Right away I want to acknowledge two people who made this movie one of my favorites of 2015. The first is the legendary composer Ennio Morricone (The Good, the Bad and the Ugly). He lent his skill to this film, scoring his first Western in over 40 years. The score for this film fits the story wonderfully. It also seems to connect to the other Western scores he’s written without ever seeming repetitious. My second nod goes to cinematographer Robert Richardson (Hugo).
This frequent Tarantino collaborator seemed to harness the essence of the classic Westerns with his work. Throughout the film the camera always seems to be in the right place. These two are just a couple of the people who made this a really fun cinema experience.
The story Tarantino crafted for this film is his own unique take on a true Western. The setup for the film might feel a bit slower early on, but the payoffs make it all worth while. Don’t misunderstand, this isn’t a slow film.
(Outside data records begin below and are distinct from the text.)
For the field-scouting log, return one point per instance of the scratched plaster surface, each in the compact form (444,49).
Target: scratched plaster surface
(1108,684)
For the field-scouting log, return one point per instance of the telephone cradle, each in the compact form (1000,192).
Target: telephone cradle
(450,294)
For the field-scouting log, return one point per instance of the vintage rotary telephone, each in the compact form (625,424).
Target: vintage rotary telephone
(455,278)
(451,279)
Once the momentum picks up it doesn’t really slow down. The action in this film is intensely graphic, wildly fun, and lightning quick all at once.
This one also features the witty dialogue that makes Tarantino’s films so much fun. This one also uses a more linear timeline than many Tarantino films. So the experience is a new one in many regards. I’m not sure where this ranks among Tarantino’s other films, but he has given audiences a new and awesome experience.
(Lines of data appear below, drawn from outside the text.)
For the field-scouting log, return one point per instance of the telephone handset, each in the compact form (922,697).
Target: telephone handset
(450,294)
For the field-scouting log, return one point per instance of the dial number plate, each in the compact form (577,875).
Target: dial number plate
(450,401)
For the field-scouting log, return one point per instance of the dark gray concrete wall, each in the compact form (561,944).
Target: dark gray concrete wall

The acting in this one features a collection of great performances from everyone involved. It wouldn’t be possible to mention everyone in this film who does a great job. Like most of Tarantino’s films, the cast is a large collection of talent that all finds the right twist to give their characters. The unique spin given to each role by the actors gives this one depth that really helps to make it awesome. Another nice aspect of the film is the way the stars handled the action and violence their roles required. This one comes together wonderfully with their excellent performances.
This one looks and sounds great. I’ve already pointed out the wonderful score and cinematography of the film. It should also be noted that the costuming, special effects, set design, and locations all add something special to this one. Fans of Tarantino should make sure to check this one out. I was fortunate enough to see the film on the 70mm roadshow print, and I would encourage people to look for ways to see that version if it’s possible.
This is a fun and intensely violent film that won’t work for everyone. The story is a fun mystery built into a Western. I give this one 4.7 out of 5 stars.